University of Debrecen Medical and Health Sciences Center, Institute of Medicine, Third Department of Medicine, Angiology and Intensive Care Unit, Debrecen, Hungary.
Autoimmun Rev. 2011 May;10(7):416-25. doi: 10.1016/j.autrev.2011.01.004. Epub 2011 Jan 31.
Numerous autoimmune-inflammatory rheumatic diseases have been associated with accelerated atherosclerosis or other types of vasculopathy leading to increased cardio- and cerebrovascular disease risk. Traditional risk factors, as well as the role of systemic inflammation including cytokines, chemokines, proteases, autoantibodies, adhesion receptors and others have been implicated in the development of these vascular pathologies. The characteristics of vasculopathies may significantly differ depending on the underlying disease. While classical accelerated atherosclerosis has been associated with rheumatoid arthritis (RA), systemic lupus erythematosus (SLE) or spondyloarthropathies (SpA), obliterative vasculopathy may rather be characteristic for systemic sclerosis (SSc) or mixed connective tissue disease (MCTD). Antiphospholipid antibodies have been implicated in vasculopathies underlying SLE, antiphospholipid syndrome (APS), RA and MCTD. There is also heterogeneity with respect to inflammatory risk factors. Cytokines, such as tumor necrosis factor-α (TNF-α) or interleukin 6 (IL-6) and immune complexes are primarily involved in arthritides, such as RA, SpA, as well as in SLE. On the other hand, autoantibodies including anti-oxLDL anti-cardiolipin and anti-β2GPI are rather involved in SLE- and APS-associated vasculopathies. Regarding the non-invasive assessment of vascular function, endothelial dysfunction, overt atherosclerosis and vascular stiffness may be indicated by brachial artery flow-mediated vasodilation (FMD), common carotid intima-media thickness (ccIMT) and aortic pulse-wave velocity (PWV), respectively. These abnormalities have been described in most inflammatory rheumatic diseases. While ccIMT and stiffness are relatively stable, FMD may be influenced by many confounding factors. In addition to traditional vasculoprotection, immunosuppressive agents including corticosteroids, traditional and biologic DMARDs may have significant vascular and metabolic effects. The official EULAR recommendations on the assessment and management of cardiovascular disease in arthritides have just been published, and similar recommendations in connective tissue diseases are to be developed soon.
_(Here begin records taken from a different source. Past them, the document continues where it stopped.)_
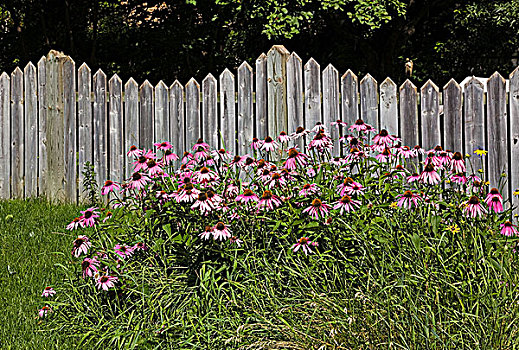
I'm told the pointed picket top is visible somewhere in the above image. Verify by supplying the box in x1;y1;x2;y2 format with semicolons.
420;79;440;93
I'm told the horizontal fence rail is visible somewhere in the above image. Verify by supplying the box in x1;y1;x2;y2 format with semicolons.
0;45;519;208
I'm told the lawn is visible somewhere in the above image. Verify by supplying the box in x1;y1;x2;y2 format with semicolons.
0;199;79;349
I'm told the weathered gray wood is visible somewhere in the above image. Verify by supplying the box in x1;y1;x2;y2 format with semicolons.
443;79;464;154
399;80;420;148
463;77;487;159
77;63;94;203
508;67;519;214
139;80;153;149
220;69;237;154
169;80;187;156
304;58;320;130
256;53;268;142
341;69;359;126
380;78;400;135
153;80;170;142
486;72;510;198
11;67;25;198
285;52;305;149
237;62;254;155
23;62;38;197
43;50;67;201
38;56;47;196
0;72;11;199
93;69;108;191
123;78;140;178
360;74;380;129
185;78;201;149
267;45;290;138
323;64;343;157
62;56;77;203
420;80;441;149
202;73;220;149
108;74;125;185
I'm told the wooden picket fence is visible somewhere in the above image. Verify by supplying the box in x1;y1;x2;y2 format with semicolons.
0;45;519;206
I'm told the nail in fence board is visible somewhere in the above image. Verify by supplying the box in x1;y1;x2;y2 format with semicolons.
443;79;465;154
508;67;519;214
238;62;255;155
77;63;94;203
38;56;47;195
304;58;322;130
139;80;153;149
256;53;268;142
341;69;359;127
153;80;171;143
186;78;202;151
63;56;77;203
169;80;187;157
323;64;342;157
23;62;38;197
93;69;108;191
202;73;219;149
380;78;400;135
285;52;305;150
486;72;510;198
220;68;237;154
360;74;379;129
108;74;126;186
123;78;140;178
0;72;11;199
11;67;25;198
420;80;441;149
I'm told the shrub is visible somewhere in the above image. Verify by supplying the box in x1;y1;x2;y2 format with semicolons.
40;120;518;349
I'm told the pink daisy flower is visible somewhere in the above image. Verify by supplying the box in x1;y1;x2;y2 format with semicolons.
465;196;487;218
213;221;231;241
333;194;360;215
96;275;118;291
501;221;518;237
41;287;56;298
396;191;422;209
72;236;92;258
303;198;330;220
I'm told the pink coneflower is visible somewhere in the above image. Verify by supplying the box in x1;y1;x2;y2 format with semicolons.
38;305;53;318
290;237;318;255
278;131;290;143
396;191;422;209
290;126;310;140
213;221;231;241
299;184;319;197
41;287;56;298
67;218;81;230
420;164;441;185
72;236;92;258
114;243;133;259
258;190;282;210
101;180;120;196
96;275;118;291
81;258;99;278
303;198;330;220
236;188;259;203
485;188;503;213
128;173;150;191
260;136;279;152
126;145;142;158
465;196;487;218
198;226;214;241
333;194;360;215
501;221;518;237
153;141;173;151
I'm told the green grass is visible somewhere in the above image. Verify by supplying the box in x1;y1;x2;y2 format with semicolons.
0;199;79;349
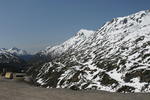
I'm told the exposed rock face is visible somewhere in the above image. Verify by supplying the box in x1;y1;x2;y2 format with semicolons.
0;48;27;72
30;10;150;92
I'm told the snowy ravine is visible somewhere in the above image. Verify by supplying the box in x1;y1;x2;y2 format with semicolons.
29;10;150;92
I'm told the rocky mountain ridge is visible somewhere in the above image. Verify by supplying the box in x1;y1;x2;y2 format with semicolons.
29;10;150;92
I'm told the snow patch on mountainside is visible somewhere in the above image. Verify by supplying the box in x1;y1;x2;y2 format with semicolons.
31;10;150;93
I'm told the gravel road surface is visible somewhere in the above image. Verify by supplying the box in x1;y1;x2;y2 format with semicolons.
0;80;150;100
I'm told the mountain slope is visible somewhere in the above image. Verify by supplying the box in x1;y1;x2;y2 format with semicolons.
0;48;27;72
30;10;150;92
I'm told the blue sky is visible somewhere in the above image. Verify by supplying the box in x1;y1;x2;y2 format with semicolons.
0;0;150;52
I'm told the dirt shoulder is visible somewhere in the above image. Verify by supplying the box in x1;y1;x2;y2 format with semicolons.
0;80;150;100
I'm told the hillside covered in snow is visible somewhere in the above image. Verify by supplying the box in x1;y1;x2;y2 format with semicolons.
28;10;150;92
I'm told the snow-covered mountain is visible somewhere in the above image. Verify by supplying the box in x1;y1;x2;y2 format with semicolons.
0;47;28;56
29;10;150;92
40;29;94;56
许多自身免疫性炎症性风湿病与动脉粥样硬化加速或其他类型的血管病变有关,导致心血管和脑血管疾病风险增加。传统的危险因素,以及包括细胞因子、趋化因子、蛋白酶、自身抗体、粘附受体等在内的全身炎症在这些血管病变的发展中起作用。血管病变的特征可能因潜在疾病而有很大差异。虽然经典的动脉粥样硬化加速与类风湿关节炎 (RA)、系统性红斑狼疮 (SLE) 或脊柱关节病 (SpA) 有关,但闭塞性血管病可能是系统性硬化症 (SSc) 或混合性结缔组织病 (MCTD) 的特征。抗磷脂抗体与 SLE、抗磷脂综合征 (APS)、RA 和 MCTD 相关的血管病变有关。炎症危险因素也存在异质性。细胞因子,如肿瘤坏死因子-α (TNF-α) 或白细胞介素 6 (IL-6) 和免疫复合物主要参与关节炎,如 RA、SpA 以及 SLE。另一方面,包括抗 oxLDL 抗心磷脂和抗-β2GPI 在内的自身抗体主要与 SLE 和 APS 相关的血管病变有关。关于血管功能的无创评估,肱动脉血流介导的血管扩张 (FMD)、颈总动脉内膜-中层厚度 (ccIMT) 和主动脉脉搏波速度 (PWV) 分别可以表明内皮功能障碍、明显的动脉粥样硬化和血管僵硬。这些异常在大多数炎症性风湿病中都有描述。虽然 ccIMT 和僵硬相对稳定,但 FMD 可能会受到许多混杂因素的影响。除了传统的血管保护外,包括皮质类固醇、传统和生物 DMARDs 在内的免疫抑制剂可能具有显著的血管和代谢作用。关于关节炎中心血管疾病评估和管理的 EULAR 官方建议刚刚发布,类似的结缔组织疾病建议也即将出台。